Microsoft Teams Phishing Attack Targets Office 365 Users

  • Up to 50,000 Office environment 365 people are currently being qualified by a phishing marketing campaign that purports to notify them of a “missed chat” from Microsoft Groups.

    Scientists are warning of a phishing campaign that pretends to be an automated message from Microsoft Teams. In reality, the attack aims to steal Office 365 recipients’ login qualifications.

    Teams is Microsoft’s preferred collaboration instrument, which has specifically risen in attractiveness amid remote workforces throughout the pandemic – building it an attractive manufacturer for attackers to impersonate. This unique marketing campaign was sent to concerning 15,000 to 50,000 Place of work 365 end users, in accordance to researchers with Irregular Security on Thursday.

    “Because Microsoft Teams is an prompt-messaging services, recipients of this notification could possibly be extra apt to click on on it so that they can react quickly to no matter what information they assume they might have skipped based mostly on the notification,” stated scientists in a Thursday examination.

    The initial phishing email displays the identify “There’s new activity in Teams,” making it seem like an automatic notification from Microsoft Groups.

    As observed in the photo below, the email tells receiver that their teammates are hoping to access them, warning them they have missed Microsoft Group chats and displaying an case in point of a teammate chat that asks them to submit something by Wednesday of upcoming week.

    Erin Ludert, info scientist at Abnormal Security, instructed Threatpost scientists suspect attackers are utilizing additional of a “spray” tactic below, as the staff referenced in the chats does not seem to be an staff of the enterprise that been given the attack.

    The phishing emails. Credit rating: Irregular Security

    To answer, the email urges the recipient to simply click on the “Reply in Teams” button – Nonetheless, this leads to a phishing site.

    “Within the body of the email, there are a few hyperlinks showing up as ‘Microsoft Teams’, ‘(call) despatched a information in immediate messenger’, and ‘Reply in Teams’,” according to scientists. “Clicking on any of these leads to a pretend internet site that impersonates the Microsoft login website page. The phishing webpage asks the recipient to enter their email and password.”

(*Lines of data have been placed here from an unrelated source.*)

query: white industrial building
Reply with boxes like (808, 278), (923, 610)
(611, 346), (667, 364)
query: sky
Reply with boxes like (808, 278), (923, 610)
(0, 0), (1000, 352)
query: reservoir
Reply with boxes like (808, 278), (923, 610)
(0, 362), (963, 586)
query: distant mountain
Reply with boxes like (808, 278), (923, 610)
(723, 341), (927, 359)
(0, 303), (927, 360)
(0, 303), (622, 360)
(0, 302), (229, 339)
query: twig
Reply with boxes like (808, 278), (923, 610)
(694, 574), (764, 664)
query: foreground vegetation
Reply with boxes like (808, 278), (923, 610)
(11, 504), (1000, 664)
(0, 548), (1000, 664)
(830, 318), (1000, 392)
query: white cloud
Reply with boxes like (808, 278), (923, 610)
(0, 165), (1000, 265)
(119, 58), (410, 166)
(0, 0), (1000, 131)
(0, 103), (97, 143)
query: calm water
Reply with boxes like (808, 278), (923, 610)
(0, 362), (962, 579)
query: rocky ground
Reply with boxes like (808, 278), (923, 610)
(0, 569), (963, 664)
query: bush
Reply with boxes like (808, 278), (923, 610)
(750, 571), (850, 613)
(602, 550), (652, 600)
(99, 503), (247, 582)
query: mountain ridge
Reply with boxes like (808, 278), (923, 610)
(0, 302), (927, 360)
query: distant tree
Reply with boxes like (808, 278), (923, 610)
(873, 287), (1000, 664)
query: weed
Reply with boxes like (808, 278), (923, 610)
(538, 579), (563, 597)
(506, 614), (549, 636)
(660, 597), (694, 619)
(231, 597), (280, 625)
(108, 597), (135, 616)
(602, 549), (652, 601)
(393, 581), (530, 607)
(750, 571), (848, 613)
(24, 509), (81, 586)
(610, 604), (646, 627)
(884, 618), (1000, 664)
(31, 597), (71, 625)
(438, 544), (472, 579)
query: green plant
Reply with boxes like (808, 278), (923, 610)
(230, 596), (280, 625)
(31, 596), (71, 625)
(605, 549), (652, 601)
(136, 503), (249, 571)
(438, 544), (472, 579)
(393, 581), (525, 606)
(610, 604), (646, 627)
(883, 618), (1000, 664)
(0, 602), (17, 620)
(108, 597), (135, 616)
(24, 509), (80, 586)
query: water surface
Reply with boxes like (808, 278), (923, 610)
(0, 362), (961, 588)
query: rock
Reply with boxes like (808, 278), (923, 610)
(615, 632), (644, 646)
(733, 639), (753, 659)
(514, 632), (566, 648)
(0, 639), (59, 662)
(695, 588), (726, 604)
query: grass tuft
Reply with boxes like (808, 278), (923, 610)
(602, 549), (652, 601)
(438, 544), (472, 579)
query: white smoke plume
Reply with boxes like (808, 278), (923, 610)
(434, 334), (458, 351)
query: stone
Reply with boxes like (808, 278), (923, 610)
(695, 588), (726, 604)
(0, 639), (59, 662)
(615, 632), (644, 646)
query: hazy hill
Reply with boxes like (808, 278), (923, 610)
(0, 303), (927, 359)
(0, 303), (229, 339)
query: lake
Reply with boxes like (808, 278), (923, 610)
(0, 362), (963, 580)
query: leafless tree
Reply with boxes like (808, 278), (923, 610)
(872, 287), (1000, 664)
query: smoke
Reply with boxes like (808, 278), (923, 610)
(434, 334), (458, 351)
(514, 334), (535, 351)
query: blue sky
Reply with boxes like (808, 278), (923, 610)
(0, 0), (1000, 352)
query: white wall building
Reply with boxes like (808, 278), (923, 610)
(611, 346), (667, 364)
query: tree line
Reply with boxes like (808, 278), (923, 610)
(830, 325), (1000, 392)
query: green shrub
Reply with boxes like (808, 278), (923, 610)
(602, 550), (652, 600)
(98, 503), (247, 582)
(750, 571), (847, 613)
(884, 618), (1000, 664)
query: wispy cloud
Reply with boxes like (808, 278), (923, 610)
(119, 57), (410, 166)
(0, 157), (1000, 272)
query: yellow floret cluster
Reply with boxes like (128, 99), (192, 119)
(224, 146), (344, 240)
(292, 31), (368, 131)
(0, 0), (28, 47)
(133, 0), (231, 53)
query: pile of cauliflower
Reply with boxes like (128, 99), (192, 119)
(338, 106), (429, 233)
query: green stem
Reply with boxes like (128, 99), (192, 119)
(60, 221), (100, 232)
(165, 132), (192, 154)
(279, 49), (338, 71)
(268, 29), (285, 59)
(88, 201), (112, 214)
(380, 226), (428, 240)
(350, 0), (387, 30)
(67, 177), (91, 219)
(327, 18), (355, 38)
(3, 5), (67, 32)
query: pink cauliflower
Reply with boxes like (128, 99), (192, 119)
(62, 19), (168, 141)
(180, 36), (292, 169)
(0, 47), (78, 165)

    Scientists reported that the phishing landing webpage also appears convincingly like a Microsoft login page with the begin of the URL made up of “microsftteams.” If recipients are confident to input their Microsoft qualifications into the web site, they are unwittingly handing them in excess of to attackers, who can then use them for an array of destructive needs – like account takeover.

    With the ongoing pandemic, anxieties about cyberattackers leveraging enterprise pleasant collaboration manufacturers like Microsoft Groups, Zoom and Skype have been piqued. In Could, a convincing campaign that impersonated notifications from Microsoft Groups in order to steal the Workplace 365 credentials of personnel circulated, with two different assaults that focused as quite a few as 50,000 distinctive Groups customers.

    Microsoft is top rated of the heap when it comes to hacker impersonations – with Microsoft products and expert services showcasing in almost a fifth of all world-wide brand name phishing assaults in the third quarter of this year. Attackers are also utilizing sophisticated techniques – including visual CAPTCHAS to focus on Business 365 buyers and token-primarily based authorization approaches.